Weekly Roundup

Gabriel Orozco, My Hands are My Heart, 1991.  Photo courtesy the artist and Salt.

Gabriel Orozco. "My Hands are My Heart," 1991. Photo courtesy the artist and SaltVanAbbe.

In this week’s roundup, Gabriel Orozco and Mike Kelley mix with Turkish artists, Fred Wilson to be honored in Georgia, Carrie Mae Weems to talk about narrative photography, Louise Bourgeois’s restored helping hands, and more.

  • Works by Gabriel Orozco and Mike Kelley are among several others that are part of SaltVanAbbe which brings acclaimed works from the collection of the Van Abbemuseum (Eindhoven), mixing them with new commissions and selections made by Salt (Istanbul).  The project is thought to be one of the biggest cultural collaborations between Turkey and the Netherlands in terms of its longevity and the number of works borrowed. This work will run across both locations from January 27 – April 6.
  • Allan McCollum is in a group exhibition at the James Cohan Gallery (NYC).  Object Fictions assembles works that investigate notions of perception, in its many definitions. Through a variety of media and processes, these artists explore the potential of ordinary objects, historical events, invented narratives and in some cases even other artworks, to expose reality through the lens of fiction. McCollum’s featured work, The Dog From Pompei (1991), is a series of replicas made from the famed plaster cast of a chained dog smothered in ash from Mount Vesuvius in ancient Pompeii, 79 A.D.  The exhibition runs through February 11.
  • Carrie Mae Weems‘s series From Here I Saw What Happened and I Cried is on view at the Getty Center (Los Angeles) as part of Narrative Interventions in Photography.  This exhibition explores the concept of storytelling through photographic works.  Weems’s art attempts to rewrite a profound aspect of human history; all works are concerned with photography and the notion of narrative: implied, real, or revised.  Visitors to the web site can hear Weems describe her work, which is on view until March 11.
  • Carrie Mae Weems will also join actress/playwright Anna Deavere Smith and artist Eileen Cowin for an evening of conversation and readings at the Getty Center in Los Angeles.  They will discuss Cowin’s and Weems’s works on view in Narrative Interventions in Photography at the Getty Center, and will explore how storytelling impacts their art making.  The event takes place on Thursday, January 26 at 7:30 pm.
  • Judy Pfaff will have a solo exhibition at the Bruno David Gallery (St. Louis).  Recent Work will exhibit Pfaff’s “adroitness in creating smaller works of art.”  Bringing together several kinds of media and methods of art-making together, Pfaff redefines the capacities of what art can be. A fully illustrated catalogue with essays by Buzz Spector and Kara Gordon accompanies the exhibit.  This exhibition will be on view January 27 – March 3.
  • Community leaders in Chicago recently rededicated Louise BourgeoisHelping Hands, a tribute to Jane Addams, social worker, reformer, and Nobel Peace Prize recipient.
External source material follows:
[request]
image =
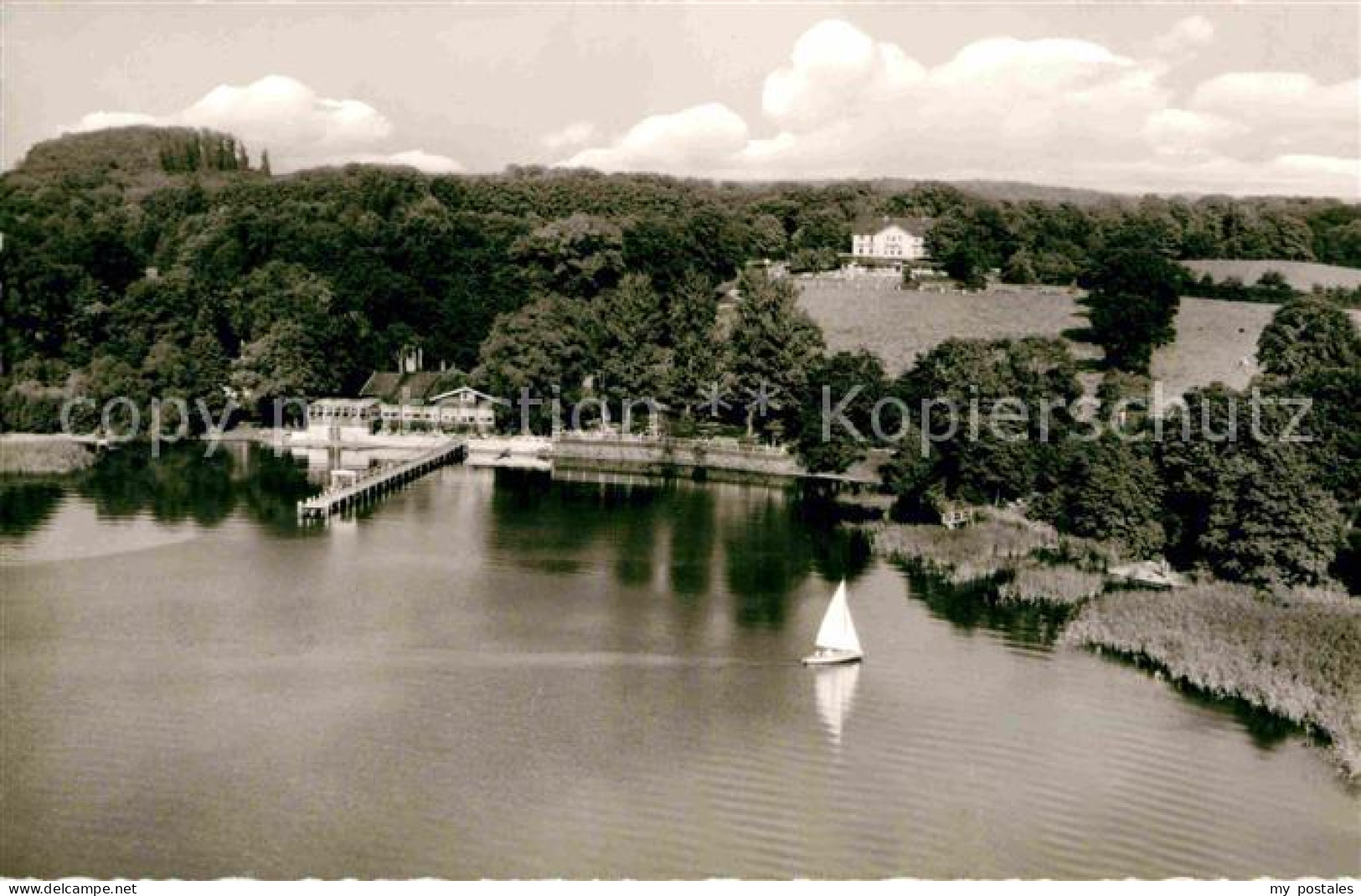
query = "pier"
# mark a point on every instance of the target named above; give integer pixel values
(374, 485)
The artwork suffered vandalism, was restored by Bourgeois, and went into storage until the Park District and the Art Institute of Chicago worked together to install it at the Chicago Women’s Park and Gardens.
  • Mark your calendars now for the Cindy Sherman retrospective at The Museum of Modern Art.  This exhibition will trace the groundbreaking artist’s career from the mid-1970s to the present and will run February 26 – June 11.
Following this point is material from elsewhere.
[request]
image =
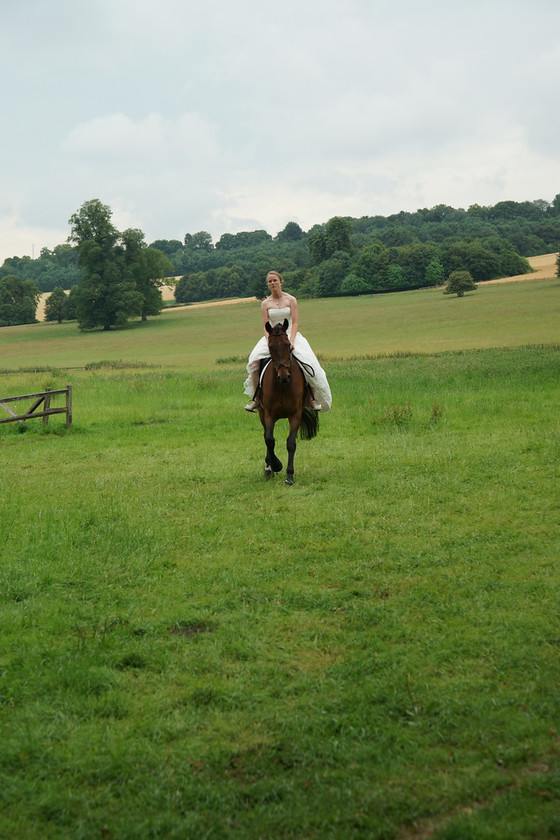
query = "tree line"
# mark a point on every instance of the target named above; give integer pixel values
(114, 276)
  • Ellen Gallagher‘s work will be presented in Printin’ at the Museum of Modern Art (NYC) next month.  Organized in conjunction with the exhibition Print/Out, Printin’ takes as its starting point Gallagher’s DeLuxe (2005), a series of 60 works that challenged traditional ideas of what a print could be. This technically complex work employs a veritable riot of mediums, unorthodox tools, and elements, from slicks of greasy pomade to plastic ice cubes.  This show will run February 15 – May 14.
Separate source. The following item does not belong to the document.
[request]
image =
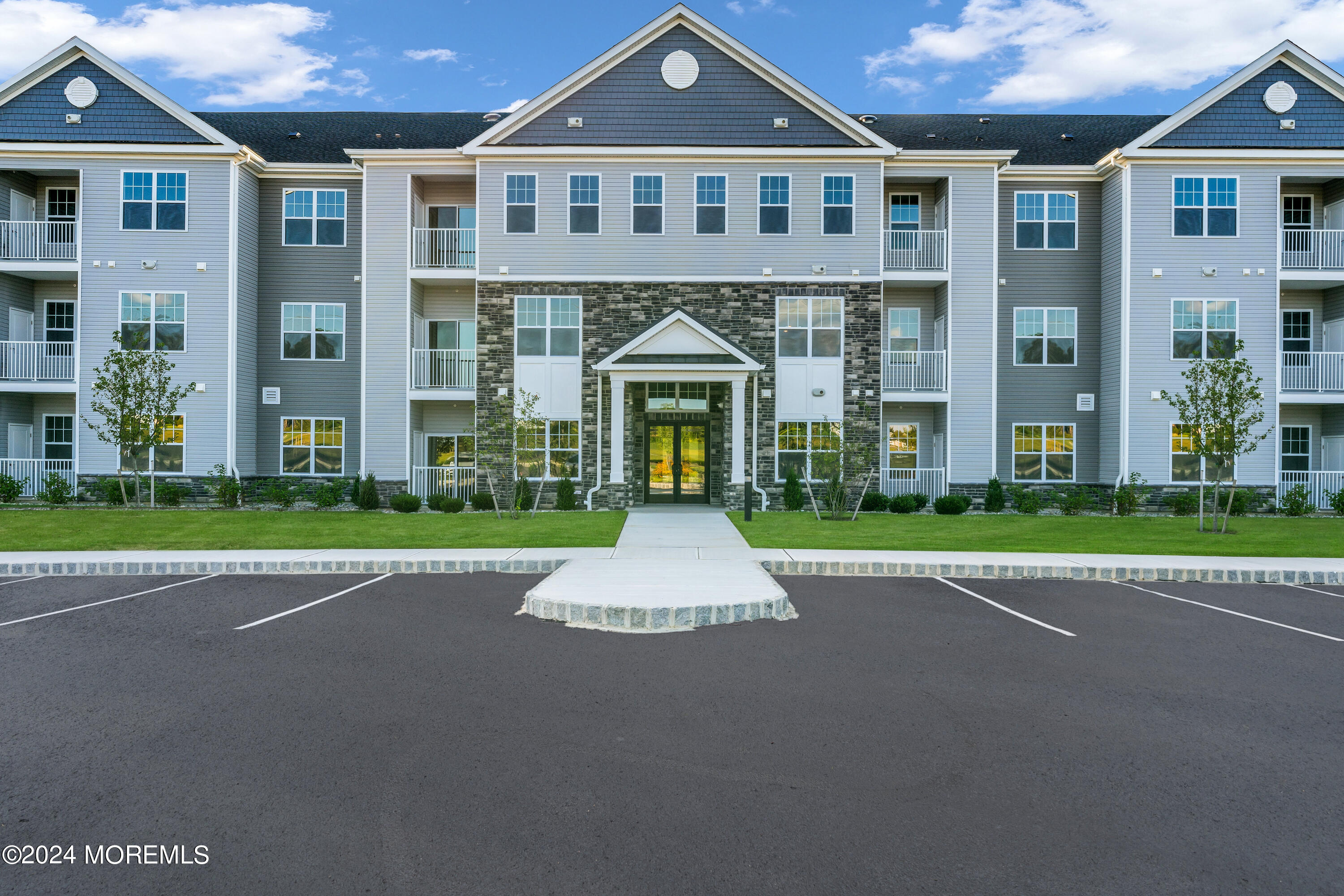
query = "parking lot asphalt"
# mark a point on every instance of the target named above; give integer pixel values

  • Fred Wilson will be honored by Savannah College of Art and Design’s deFINE ART 2012 in February.  Wilson will be recognized for his work and influence on contemporary art and he will give public talks at SCAD’s 4C Event Space in Atlanta (February 22) and the Trustee’s Theater in Savannah (February 23).  Wilson will also present an artistic intervention into the Walter O. Evans Collection of African American Art at the SCAD Museum of Art.